It is 11:47 AM on Sunday January 2nd 2022. The temperature is 55 degrees but feels a lot warmer with the bright sun. Stepping outside to put away the Christmas wreath I had a flicker of the feelings and emotions I would have on a summer day at the Grandview pool. The warmth on my skin, a cool breeze, the sounds of children laughing and adults chattering away, perhaps even getting a slice of pizza from the concession stand. The memory lasted only for a moment and I thought how odd a memory like that should appear in the middle of winter as we take down the holiday decorations. Perhaps it is my subconscious reminding me not to be too sad as the holidays come to an end and work resuming tomorrow. Without the end of one season we could not enjoy the delights that come with other seasons.
Nevertheless, it is always sad to put the holiday decorations away. The trifecta of Halloween, Thanksgiving and Christmas is always a wonderful time of year. Like last year COVID has cast a bit of a fog over the euphoria that usually come with these holidays. Or perhaps it is also that increasing age chases away a fair bit of holiday magic which becomes increasingly difficult to summon year after year. No matter where the blame lies the holidays went quickly and facing a return to work is always a little sad.
Taking down the tree is a reminder of the passage of time. Every year we buy an ornament with our family names and the year. This is a tradition we started with the birth of our first child in 2010. This means we have eleven ornaments and counting these ornaments is counting years of our lives. It is quite sobering when confronted with how many there are. It is even more sobering now that relatives and acquaintances are starting to pass away. Time is precious indeed.
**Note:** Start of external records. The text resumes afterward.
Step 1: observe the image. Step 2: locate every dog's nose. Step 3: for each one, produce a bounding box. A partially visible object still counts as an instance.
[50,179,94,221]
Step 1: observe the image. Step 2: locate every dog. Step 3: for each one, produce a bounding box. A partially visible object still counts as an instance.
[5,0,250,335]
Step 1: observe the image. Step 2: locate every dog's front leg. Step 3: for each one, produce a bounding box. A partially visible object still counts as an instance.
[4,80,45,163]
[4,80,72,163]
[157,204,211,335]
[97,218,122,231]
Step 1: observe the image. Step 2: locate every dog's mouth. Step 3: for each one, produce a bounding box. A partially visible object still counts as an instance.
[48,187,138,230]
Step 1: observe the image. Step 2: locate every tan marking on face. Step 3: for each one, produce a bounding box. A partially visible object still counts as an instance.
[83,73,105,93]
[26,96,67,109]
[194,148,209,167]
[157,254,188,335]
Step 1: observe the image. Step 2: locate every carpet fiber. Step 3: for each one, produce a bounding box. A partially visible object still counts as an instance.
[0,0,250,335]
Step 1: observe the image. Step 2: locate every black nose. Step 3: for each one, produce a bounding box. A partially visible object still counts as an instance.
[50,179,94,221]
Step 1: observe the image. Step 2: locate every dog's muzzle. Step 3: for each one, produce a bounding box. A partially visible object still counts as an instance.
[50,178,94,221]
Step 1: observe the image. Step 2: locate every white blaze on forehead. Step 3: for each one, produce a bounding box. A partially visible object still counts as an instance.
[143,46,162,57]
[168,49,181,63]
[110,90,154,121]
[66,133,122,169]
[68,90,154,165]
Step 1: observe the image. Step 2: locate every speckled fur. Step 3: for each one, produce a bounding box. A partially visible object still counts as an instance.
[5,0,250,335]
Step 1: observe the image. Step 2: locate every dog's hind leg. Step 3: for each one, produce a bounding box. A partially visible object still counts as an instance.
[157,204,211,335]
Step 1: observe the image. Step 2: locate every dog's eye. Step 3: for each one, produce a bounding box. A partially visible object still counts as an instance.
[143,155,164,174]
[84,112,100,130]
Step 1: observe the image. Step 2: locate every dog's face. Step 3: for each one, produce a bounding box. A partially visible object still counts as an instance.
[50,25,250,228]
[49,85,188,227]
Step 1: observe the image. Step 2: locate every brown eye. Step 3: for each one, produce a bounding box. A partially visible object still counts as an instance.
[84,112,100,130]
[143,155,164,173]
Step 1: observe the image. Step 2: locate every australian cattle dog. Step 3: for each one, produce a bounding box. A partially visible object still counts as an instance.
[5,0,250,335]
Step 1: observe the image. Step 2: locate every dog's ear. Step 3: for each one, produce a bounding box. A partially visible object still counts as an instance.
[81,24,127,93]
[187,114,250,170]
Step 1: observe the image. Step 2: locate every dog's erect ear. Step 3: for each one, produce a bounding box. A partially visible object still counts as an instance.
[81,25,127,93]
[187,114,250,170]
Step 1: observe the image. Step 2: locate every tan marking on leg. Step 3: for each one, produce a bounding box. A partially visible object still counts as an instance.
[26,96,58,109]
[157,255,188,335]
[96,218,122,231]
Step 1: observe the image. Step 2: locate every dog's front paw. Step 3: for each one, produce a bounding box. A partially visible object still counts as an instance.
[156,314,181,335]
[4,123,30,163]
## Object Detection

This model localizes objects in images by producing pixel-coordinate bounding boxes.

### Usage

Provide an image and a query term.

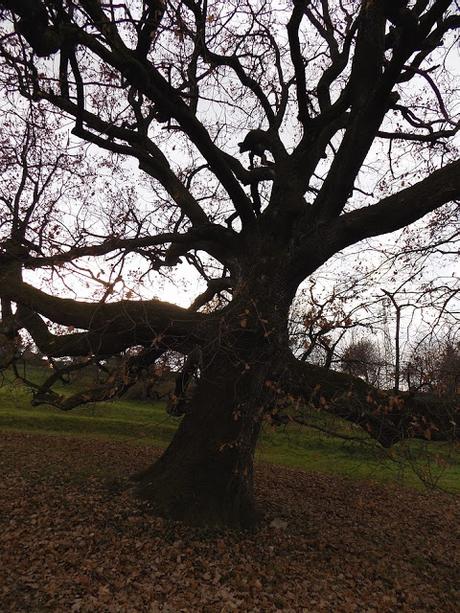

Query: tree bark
[135,350,272,528]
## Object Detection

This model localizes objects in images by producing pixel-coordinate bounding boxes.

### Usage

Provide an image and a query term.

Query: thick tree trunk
[138,344,280,528]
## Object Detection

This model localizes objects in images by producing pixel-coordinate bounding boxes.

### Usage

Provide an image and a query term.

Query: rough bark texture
[137,344,280,528]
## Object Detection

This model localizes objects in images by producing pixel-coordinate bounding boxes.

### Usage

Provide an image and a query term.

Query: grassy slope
[0,368,460,492]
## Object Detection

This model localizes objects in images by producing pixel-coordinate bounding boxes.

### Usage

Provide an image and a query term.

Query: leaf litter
[0,433,460,613]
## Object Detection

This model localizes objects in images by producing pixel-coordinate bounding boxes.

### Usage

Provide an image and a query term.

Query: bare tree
[342,338,382,385]
[0,0,460,525]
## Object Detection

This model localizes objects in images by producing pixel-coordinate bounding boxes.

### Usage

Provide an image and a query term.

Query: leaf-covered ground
[0,433,460,613]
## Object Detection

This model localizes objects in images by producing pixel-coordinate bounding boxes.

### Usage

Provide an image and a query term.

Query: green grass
[0,368,460,492]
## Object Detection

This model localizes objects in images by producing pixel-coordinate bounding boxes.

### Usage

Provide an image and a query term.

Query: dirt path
[0,433,460,613]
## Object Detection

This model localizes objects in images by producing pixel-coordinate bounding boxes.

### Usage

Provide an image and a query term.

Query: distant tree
[0,0,460,526]
[341,338,382,385]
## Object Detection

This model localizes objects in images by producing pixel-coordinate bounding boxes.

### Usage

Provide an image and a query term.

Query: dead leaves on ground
[0,434,460,613]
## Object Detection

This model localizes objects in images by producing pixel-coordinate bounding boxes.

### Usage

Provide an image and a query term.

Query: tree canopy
[0,0,460,525]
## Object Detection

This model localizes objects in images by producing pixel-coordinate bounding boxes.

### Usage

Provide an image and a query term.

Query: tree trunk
[133,262,295,528]
[133,348,280,528]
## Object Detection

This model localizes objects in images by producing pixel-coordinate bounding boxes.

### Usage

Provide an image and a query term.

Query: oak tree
[0,0,460,526]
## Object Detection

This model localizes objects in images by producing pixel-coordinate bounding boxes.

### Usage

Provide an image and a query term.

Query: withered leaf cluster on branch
[0,0,460,525]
Another sad event this year for me is to pass the Christmas tree lots and see trees that were never picked. Their lives were cut short and they didn’t even get to participate in the intended purpose for which they were felled. Instead they just stood there slowly dying, out in the cold. At first there were many customers who looked them over and the rejected them day after day. Soon enough nobody even looked at them anymore and then stopped coming all together.
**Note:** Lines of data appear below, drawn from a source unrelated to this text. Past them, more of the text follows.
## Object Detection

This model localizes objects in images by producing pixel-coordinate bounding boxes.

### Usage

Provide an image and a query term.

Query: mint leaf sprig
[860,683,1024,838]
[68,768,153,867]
One day perhaps I’ll write a poem on the death of a tree that never knew Christmas. In some ways it is a metaphor for life. We’re all souls just floating around wherever that is until we are born. Being born is a slow march towards death just like a Christmas tree being cut and put in a bowl of water. Some children get to experience many pleasures in life, just like a tree that is picked, wonderfully decorated and is able to see the joy of children receiving presents under its branches on Christmas morning. Other children are born into terrible circumstances and left behind to a life of ruin just like the tree that still sits in the Christmas tree lot slowly dying. This is a very depressing thought.
Now that I consider the concept of a Christmas tree I am against having a live tree. It should be called a “slowly dying tree” but many people prefer to ignore unpleasant realities. The trees life is cut short, used for someone else’s enjoyment and then thrown out half dead on the hard street, its usefulness having expired. As I grow older I become more against the killing of living things. I saw a comment on Reddit that really struck home in this regard. It was how aliens might perceive Earth and the comment related how Earth must be an absolute horror show to highly advanced beings as every living animate object is somehow trying to eat other living things. Absolute horror indeed to the truly enlightened.
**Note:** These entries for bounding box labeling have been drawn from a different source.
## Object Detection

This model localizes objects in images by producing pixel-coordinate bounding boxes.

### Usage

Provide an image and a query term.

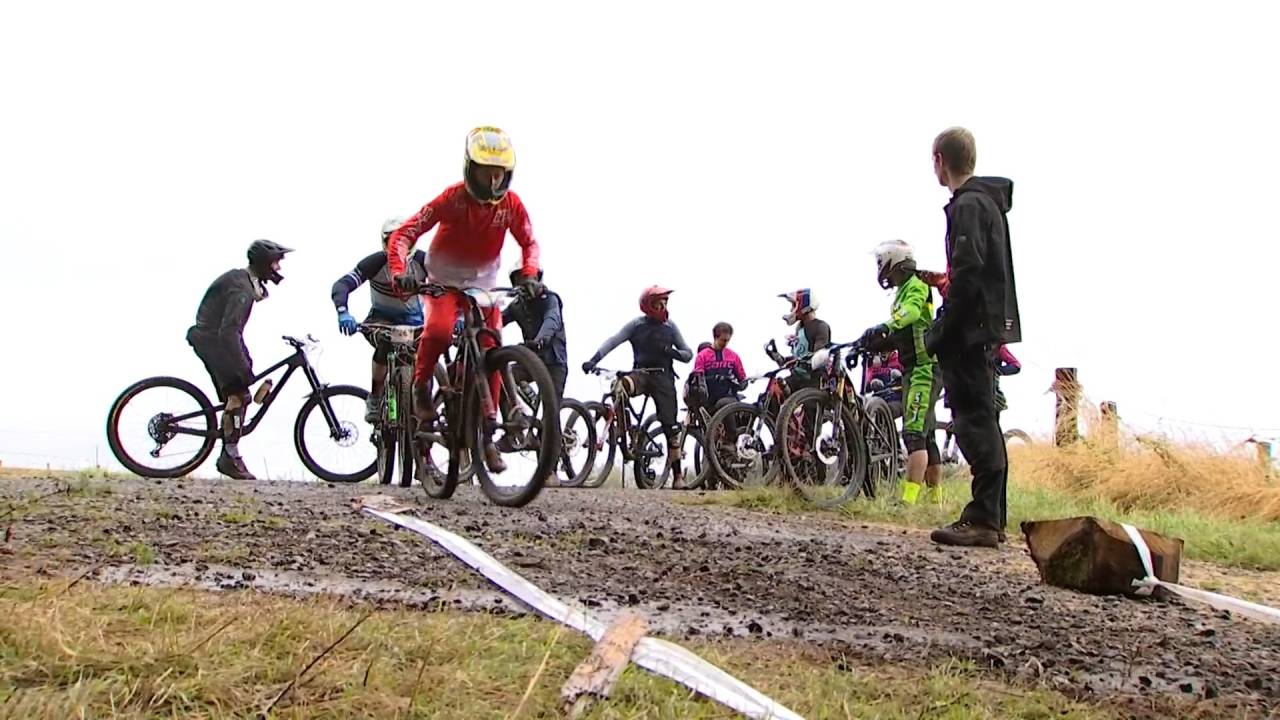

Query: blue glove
[858,323,888,347]
[338,310,360,334]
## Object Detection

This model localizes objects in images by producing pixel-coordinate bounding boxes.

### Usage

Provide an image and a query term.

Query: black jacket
[502,291,568,365]
[187,268,257,380]
[928,177,1023,356]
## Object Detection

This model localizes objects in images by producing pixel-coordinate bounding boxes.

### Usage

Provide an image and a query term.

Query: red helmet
[640,284,675,323]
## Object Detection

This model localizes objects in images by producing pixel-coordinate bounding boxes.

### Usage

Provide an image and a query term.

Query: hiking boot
[484,442,507,473]
[929,520,1000,547]
[365,395,383,425]
[216,450,257,480]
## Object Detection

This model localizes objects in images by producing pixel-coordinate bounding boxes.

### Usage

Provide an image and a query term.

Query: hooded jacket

Well, time continues to march on and today is no exception. It is the last day of holiday break and I find it is now 12:20 PM already! I was able to get one post published this morning, we got the decorations put away and now I’m about to publish post number two. Being as it is such a nice day I think I should open up the garage and have a good workout in my gym. My gym is in the garage and is always more pleasant with the garage door open. On the other hand I realize the hours are slipping away so my mind debates back and forth on how to best spend my time. In the end it usually leads to paralysis and I don’t accomplish much of anything.